The earliest of the images with horses, “Cortège Sur Une Route Aux Environs De Florence" ("Procession On A Road Near Florence") is a drawing from around 1857, 6-by-8 inches, in pencil and a sepia wash that gives it an antique look. The image is a small procession that shows Degas in a more historical mode. There’s some sort of carriage pulled by a pair of horses (the details are particularly hard to read in reproduction). One of the small but most arresting figures is a woman holding a large umbrella high above three women who seem to be dancing. And there’s an antique view of Florence in the distance.
“Three Mounted Jockeys” (1885-1888) is a larger, less finished ink drawing (about 12-by-9½ inches), with some touches of oil paint. One of the jockeys, the most clearly visible, is in a striking position on the horse, leaning back with one foot in the stirrups and the other leg stretched out around the horse’s neck. The other two jockeys on this sketch page are harder to see because they’re upside down.
Perhaps the most important of the stolen Degas is a small watercolor (date unknown), “La Sortie Du Pesage” ("Leaving The Paddock"), which shows two horses and their jockeys lining up and being led into the track, surrounded by bystanders — quite a crowd for a picture only 4-by-6 inches. Fascinating changes of position are evident from the still visible pencil drawing. The vibrant brown-orange jacket and cap of the jockey closest to the viewer, in a drawing mainly brown except for the whites of the jockeys’ britches, is the major focus of our attention.
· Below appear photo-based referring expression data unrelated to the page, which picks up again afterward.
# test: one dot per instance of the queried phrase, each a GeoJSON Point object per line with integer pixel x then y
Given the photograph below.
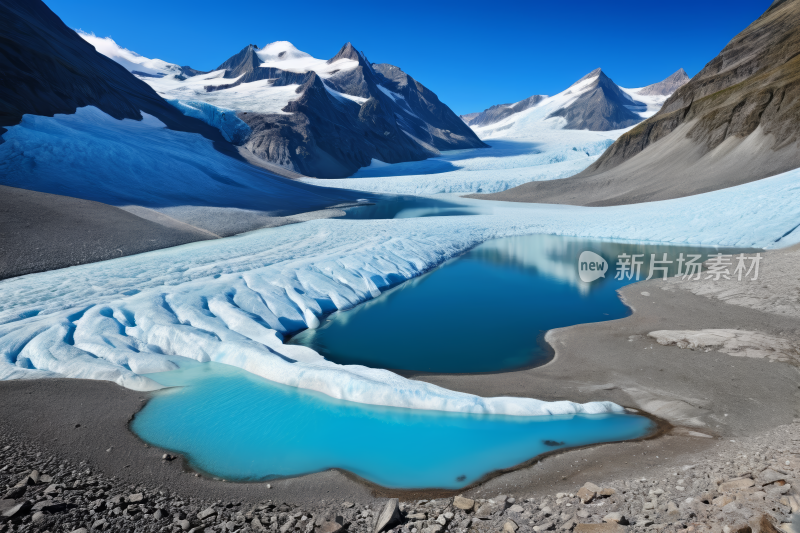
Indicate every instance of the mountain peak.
{"type": "Point", "coordinates": [593, 74]}
{"type": "Point", "coordinates": [280, 51]}
{"type": "Point", "coordinates": [347, 51]}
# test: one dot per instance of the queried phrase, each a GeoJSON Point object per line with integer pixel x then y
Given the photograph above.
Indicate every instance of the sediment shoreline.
{"type": "Point", "coordinates": [711, 399]}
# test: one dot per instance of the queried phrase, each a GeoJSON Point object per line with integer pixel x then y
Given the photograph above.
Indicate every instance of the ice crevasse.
{"type": "Point", "coordinates": [232, 300]}
{"type": "Point", "coordinates": [225, 120]}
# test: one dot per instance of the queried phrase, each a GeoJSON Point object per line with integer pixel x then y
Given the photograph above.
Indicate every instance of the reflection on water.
{"type": "Point", "coordinates": [238, 426]}
{"type": "Point", "coordinates": [485, 311]}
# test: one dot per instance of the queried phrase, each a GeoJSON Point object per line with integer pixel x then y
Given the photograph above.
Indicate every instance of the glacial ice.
{"type": "Point", "coordinates": [551, 154]}
{"type": "Point", "coordinates": [225, 120]}
{"type": "Point", "coordinates": [116, 162]}
{"type": "Point", "coordinates": [233, 300]}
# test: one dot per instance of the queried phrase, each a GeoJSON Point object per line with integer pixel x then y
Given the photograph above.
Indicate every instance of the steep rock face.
{"type": "Point", "coordinates": [666, 86]}
{"type": "Point", "coordinates": [498, 112]}
{"type": "Point", "coordinates": [47, 69]}
{"type": "Point", "coordinates": [752, 83]}
{"type": "Point", "coordinates": [440, 126]}
{"type": "Point", "coordinates": [735, 122]}
{"type": "Point", "coordinates": [602, 107]}
{"type": "Point", "coordinates": [323, 133]}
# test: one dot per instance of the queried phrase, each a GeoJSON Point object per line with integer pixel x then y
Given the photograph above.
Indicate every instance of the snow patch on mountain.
{"type": "Point", "coordinates": [285, 56]}
{"type": "Point", "coordinates": [130, 162]}
{"type": "Point", "coordinates": [128, 58]}
{"type": "Point", "coordinates": [225, 120]}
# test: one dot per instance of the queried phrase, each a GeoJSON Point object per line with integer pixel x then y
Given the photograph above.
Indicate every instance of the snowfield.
{"type": "Point", "coordinates": [547, 155]}
{"type": "Point", "coordinates": [232, 300]}
{"type": "Point", "coordinates": [116, 162]}
{"type": "Point", "coordinates": [524, 147]}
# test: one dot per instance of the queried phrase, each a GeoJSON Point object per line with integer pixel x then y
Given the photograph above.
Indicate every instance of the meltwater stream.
{"type": "Point", "coordinates": [238, 426]}
{"type": "Point", "coordinates": [482, 312]}
{"type": "Point", "coordinates": [487, 310]}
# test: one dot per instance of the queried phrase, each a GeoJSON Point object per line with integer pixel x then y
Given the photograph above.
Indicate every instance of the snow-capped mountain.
{"type": "Point", "coordinates": [132, 61]}
{"type": "Point", "coordinates": [594, 102]}
{"type": "Point", "coordinates": [498, 112]}
{"type": "Point", "coordinates": [321, 118]}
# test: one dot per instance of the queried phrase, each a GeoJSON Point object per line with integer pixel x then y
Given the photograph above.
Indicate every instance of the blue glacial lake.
{"type": "Point", "coordinates": [238, 426]}
{"type": "Point", "coordinates": [487, 310]}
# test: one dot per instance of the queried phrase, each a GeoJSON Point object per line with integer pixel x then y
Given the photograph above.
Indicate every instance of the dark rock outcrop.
{"type": "Point", "coordinates": [668, 85]}
{"type": "Point", "coordinates": [735, 122]}
{"type": "Point", "coordinates": [601, 108]}
{"type": "Point", "coordinates": [327, 135]}
{"type": "Point", "coordinates": [47, 69]}
{"type": "Point", "coordinates": [498, 112]}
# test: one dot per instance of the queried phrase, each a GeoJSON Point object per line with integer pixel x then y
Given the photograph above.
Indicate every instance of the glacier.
{"type": "Point", "coordinates": [524, 147]}
{"type": "Point", "coordinates": [225, 120]}
{"type": "Point", "coordinates": [549, 154]}
{"type": "Point", "coordinates": [233, 300]}
{"type": "Point", "coordinates": [115, 162]}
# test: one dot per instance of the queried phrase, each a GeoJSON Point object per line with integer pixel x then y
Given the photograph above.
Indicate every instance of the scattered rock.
{"type": "Point", "coordinates": [202, 515]}
{"type": "Point", "coordinates": [588, 492]}
{"type": "Point", "coordinates": [19, 509]}
{"type": "Point", "coordinates": [615, 518]}
{"type": "Point", "coordinates": [389, 516]}
{"type": "Point", "coordinates": [736, 485]}
{"type": "Point", "coordinates": [465, 504]}
{"type": "Point", "coordinates": [330, 527]}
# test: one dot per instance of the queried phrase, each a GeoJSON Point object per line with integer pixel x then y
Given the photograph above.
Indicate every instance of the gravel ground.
{"type": "Point", "coordinates": [742, 486]}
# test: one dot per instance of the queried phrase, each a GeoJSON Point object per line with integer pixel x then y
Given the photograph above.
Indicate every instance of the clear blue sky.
{"type": "Point", "coordinates": [471, 54]}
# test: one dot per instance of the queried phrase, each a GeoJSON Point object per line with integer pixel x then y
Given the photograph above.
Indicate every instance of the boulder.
{"type": "Point", "coordinates": [330, 526]}
{"type": "Point", "coordinates": [49, 506]}
{"type": "Point", "coordinates": [615, 518]}
{"type": "Point", "coordinates": [609, 527]}
{"type": "Point", "coordinates": [202, 515]}
{"type": "Point", "coordinates": [771, 476]}
{"type": "Point", "coordinates": [20, 509]}
{"type": "Point", "coordinates": [588, 492]}
{"type": "Point", "coordinates": [465, 504]}
{"type": "Point", "coordinates": [673, 513]}
{"type": "Point", "coordinates": [736, 485]}
{"type": "Point", "coordinates": [16, 492]}
{"type": "Point", "coordinates": [389, 516]}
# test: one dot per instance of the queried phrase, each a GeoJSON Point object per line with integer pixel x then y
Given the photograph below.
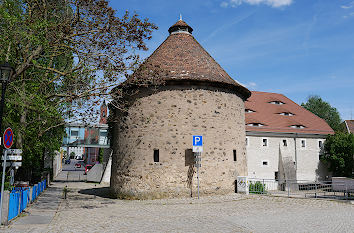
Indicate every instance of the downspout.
{"type": "Point", "coordinates": [296, 136]}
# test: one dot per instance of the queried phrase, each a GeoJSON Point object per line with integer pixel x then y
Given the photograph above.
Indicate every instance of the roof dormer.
{"type": "Point", "coordinates": [276, 102]}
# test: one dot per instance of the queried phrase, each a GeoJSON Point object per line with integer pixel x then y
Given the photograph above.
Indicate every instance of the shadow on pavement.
{"type": "Point", "coordinates": [104, 192]}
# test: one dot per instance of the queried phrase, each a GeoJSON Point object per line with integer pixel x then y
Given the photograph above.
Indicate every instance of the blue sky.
{"type": "Point", "coordinates": [294, 47]}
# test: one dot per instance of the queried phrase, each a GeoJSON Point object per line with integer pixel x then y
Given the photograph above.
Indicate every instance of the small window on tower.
{"type": "Point", "coordinates": [156, 156]}
{"type": "Point", "coordinates": [303, 143]}
{"type": "Point", "coordinates": [285, 143]}
{"type": "Point", "coordinates": [320, 144]}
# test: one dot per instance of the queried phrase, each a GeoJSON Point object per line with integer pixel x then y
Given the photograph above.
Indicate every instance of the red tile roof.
{"type": "Point", "coordinates": [350, 125]}
{"type": "Point", "coordinates": [182, 58]}
{"type": "Point", "coordinates": [268, 115]}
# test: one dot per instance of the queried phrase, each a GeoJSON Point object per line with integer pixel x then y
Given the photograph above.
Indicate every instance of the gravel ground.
{"type": "Point", "coordinates": [88, 209]}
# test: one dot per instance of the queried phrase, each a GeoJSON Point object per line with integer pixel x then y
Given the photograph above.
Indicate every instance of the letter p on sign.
{"type": "Point", "coordinates": [197, 140]}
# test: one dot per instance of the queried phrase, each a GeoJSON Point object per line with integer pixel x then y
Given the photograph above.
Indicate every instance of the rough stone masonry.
{"type": "Point", "coordinates": [152, 137]}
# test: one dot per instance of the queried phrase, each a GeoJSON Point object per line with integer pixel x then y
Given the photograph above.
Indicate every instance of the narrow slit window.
{"type": "Point", "coordinates": [265, 142]}
{"type": "Point", "coordinates": [285, 143]}
{"type": "Point", "coordinates": [303, 143]}
{"type": "Point", "coordinates": [320, 144]}
{"type": "Point", "coordinates": [156, 156]}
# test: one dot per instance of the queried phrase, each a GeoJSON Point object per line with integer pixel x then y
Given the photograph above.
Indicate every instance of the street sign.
{"type": "Point", "coordinates": [8, 138]}
{"type": "Point", "coordinates": [12, 164]}
{"type": "Point", "coordinates": [198, 149]}
{"type": "Point", "coordinates": [197, 140]}
{"type": "Point", "coordinates": [12, 157]}
{"type": "Point", "coordinates": [14, 151]}
{"type": "Point", "coordinates": [197, 143]}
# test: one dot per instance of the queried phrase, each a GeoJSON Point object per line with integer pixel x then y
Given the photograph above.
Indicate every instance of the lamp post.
{"type": "Point", "coordinates": [5, 74]}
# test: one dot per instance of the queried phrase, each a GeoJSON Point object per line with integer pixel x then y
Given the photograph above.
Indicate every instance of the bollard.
{"type": "Point", "coordinates": [65, 191]}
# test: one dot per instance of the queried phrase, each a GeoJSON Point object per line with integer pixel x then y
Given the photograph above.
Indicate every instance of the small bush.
{"type": "Point", "coordinates": [257, 187]}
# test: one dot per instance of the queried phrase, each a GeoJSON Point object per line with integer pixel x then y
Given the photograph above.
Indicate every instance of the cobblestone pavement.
{"type": "Point", "coordinates": [84, 211]}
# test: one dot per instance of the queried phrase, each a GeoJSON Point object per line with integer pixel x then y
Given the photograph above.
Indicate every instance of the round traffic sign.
{"type": "Point", "coordinates": [8, 138]}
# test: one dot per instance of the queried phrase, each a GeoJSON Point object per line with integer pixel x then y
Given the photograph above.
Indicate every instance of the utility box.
{"type": "Point", "coordinates": [242, 185]}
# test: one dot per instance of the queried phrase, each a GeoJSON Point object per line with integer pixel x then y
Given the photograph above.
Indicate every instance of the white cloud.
{"type": "Point", "coordinates": [272, 3]}
{"type": "Point", "coordinates": [350, 5]}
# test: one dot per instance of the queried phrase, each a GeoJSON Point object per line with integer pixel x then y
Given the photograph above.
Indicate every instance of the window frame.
{"type": "Point", "coordinates": [267, 142]}
{"type": "Point", "coordinates": [156, 155]}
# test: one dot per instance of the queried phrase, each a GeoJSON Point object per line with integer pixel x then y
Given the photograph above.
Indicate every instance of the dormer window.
{"type": "Point", "coordinates": [286, 114]}
{"type": "Point", "coordinates": [277, 102]}
{"type": "Point", "coordinates": [255, 124]}
{"type": "Point", "coordinates": [249, 110]}
{"type": "Point", "coordinates": [297, 126]}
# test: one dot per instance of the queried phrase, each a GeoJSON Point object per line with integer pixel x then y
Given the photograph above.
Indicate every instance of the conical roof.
{"type": "Point", "coordinates": [182, 58]}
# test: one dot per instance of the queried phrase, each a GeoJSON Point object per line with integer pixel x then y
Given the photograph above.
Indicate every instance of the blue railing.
{"type": "Point", "coordinates": [20, 197]}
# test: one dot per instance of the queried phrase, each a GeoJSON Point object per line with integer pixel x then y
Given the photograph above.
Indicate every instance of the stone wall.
{"type": "Point", "coordinates": [166, 121]}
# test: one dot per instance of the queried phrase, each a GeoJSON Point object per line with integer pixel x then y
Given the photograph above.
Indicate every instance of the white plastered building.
{"type": "Point", "coordinates": [283, 140]}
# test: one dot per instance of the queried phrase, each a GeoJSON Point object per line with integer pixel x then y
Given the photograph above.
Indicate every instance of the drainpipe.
{"type": "Point", "coordinates": [296, 136]}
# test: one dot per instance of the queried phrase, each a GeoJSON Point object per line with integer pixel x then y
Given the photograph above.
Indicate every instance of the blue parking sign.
{"type": "Point", "coordinates": [197, 140]}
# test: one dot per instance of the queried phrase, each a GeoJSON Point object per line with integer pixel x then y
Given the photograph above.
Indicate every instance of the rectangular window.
{"type": "Point", "coordinates": [74, 133]}
{"type": "Point", "coordinates": [265, 142]}
{"type": "Point", "coordinates": [285, 142]}
{"type": "Point", "coordinates": [303, 143]}
{"type": "Point", "coordinates": [156, 156]}
{"type": "Point", "coordinates": [320, 144]}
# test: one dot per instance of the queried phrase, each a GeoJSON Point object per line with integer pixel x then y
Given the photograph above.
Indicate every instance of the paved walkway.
{"type": "Point", "coordinates": [40, 214]}
{"type": "Point", "coordinates": [89, 208]}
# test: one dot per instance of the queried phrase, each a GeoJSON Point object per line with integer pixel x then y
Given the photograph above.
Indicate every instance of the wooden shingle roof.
{"type": "Point", "coordinates": [182, 58]}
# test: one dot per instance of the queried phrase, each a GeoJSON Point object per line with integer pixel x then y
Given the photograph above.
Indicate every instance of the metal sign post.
{"type": "Point", "coordinates": [197, 149]}
{"type": "Point", "coordinates": [3, 184]}
{"type": "Point", "coordinates": [8, 141]}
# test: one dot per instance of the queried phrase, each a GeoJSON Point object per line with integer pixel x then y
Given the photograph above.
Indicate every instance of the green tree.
{"type": "Point", "coordinates": [324, 110]}
{"type": "Point", "coordinates": [67, 54]}
{"type": "Point", "coordinates": [339, 154]}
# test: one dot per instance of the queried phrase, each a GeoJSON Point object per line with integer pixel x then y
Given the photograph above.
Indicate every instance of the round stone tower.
{"type": "Point", "coordinates": [152, 137]}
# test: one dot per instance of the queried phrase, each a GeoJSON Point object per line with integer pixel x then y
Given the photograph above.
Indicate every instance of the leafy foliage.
{"type": "Point", "coordinates": [339, 154]}
{"type": "Point", "coordinates": [324, 110]}
{"type": "Point", "coordinates": [66, 54]}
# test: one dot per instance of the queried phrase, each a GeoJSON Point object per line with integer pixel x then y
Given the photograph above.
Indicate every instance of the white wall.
{"type": "Point", "coordinates": [307, 157]}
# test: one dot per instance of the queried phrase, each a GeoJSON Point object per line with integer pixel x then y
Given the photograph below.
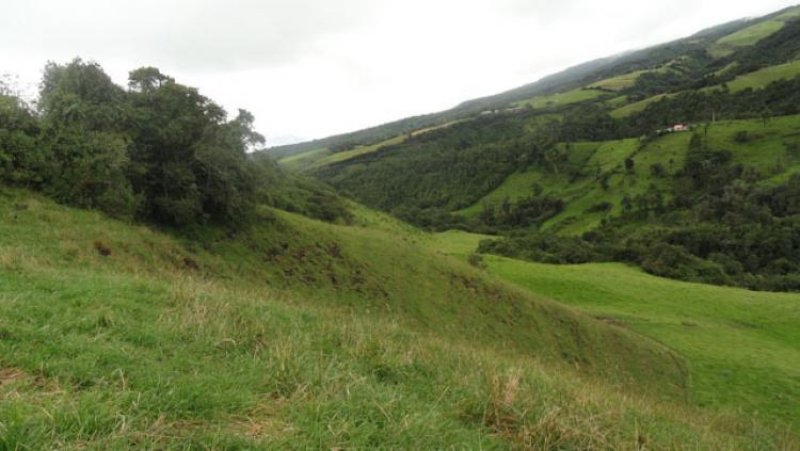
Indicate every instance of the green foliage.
{"type": "Point", "coordinates": [160, 152]}
{"type": "Point", "coordinates": [365, 338]}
The final two missing works by Degas are a pair of 12-by-8-inch charcoal sketches from 1884, both studies for a program “for an artistic soiree,” one a little more finished than the other. A square in the lower right-hand corner is left blank, presumably the space for information about the soiree. The figures surrounding the empty space include a dancing couple pointing their toes (the woman in a tutu and toe shoes), a woman holding bound pages in one hand (ironically, in the sketchier version, she’s more clearly a singer holding a score), the upper body of a man in an 18th-century hat and wig, sailing ships in a harbor (so sketchy in the less finished version it’s impossible to tell what the drawn lines represent), two smokestacks belching smoke, a harp partially concealing a bass fiddle behind it, with the fiddle bow illusionistically drawn over (rather than behind) the upper part of the blank square. These pages are both charming and puzzling. What kind of fun soiree would such disparate images suggest?
A Bronze Eagle Finial
The Oxford Dictionary defines a finial as an ornament at the top, end or corner of an object. The 10-inch tall bronze eagle that was stolen from the Gardner formed the decorative top of a flagpole to which was attached a silk flag from Napoleon’s First Regiment of Imperial Guard. The eagle stands proud, with its wings spread, almost glaring. Although they tried, the thieves were unable to remove the entire flag, which was in a case screwed to the wall of the Short Gallery, so they finally settled for the finial. The entire object hung in Mrs. Gardner’s Beacon Street house before she built the museum. The finial is gone, but the flag is still there.
An Ancient Chinese Gu
According to the Gardner Museum website, this 10-inch tall ancient Shang dynasty bronze beaker was one of the oldest objects in the entire collection, and by far the oldest of the stolen objects. Mrs. Gardner bought it in 1922 for $17,500 and placed it in the Dutch Room on a small table in front of Zurburán’s “Doctor of Law,” the painting just to the right of the stolen Rembrandt seascape. The austere trumpet-shaped cup of the beaker is supported by a stem and base overwrought with more intricate interweaving. It was surely one of the most elegant pieces in the entire museum.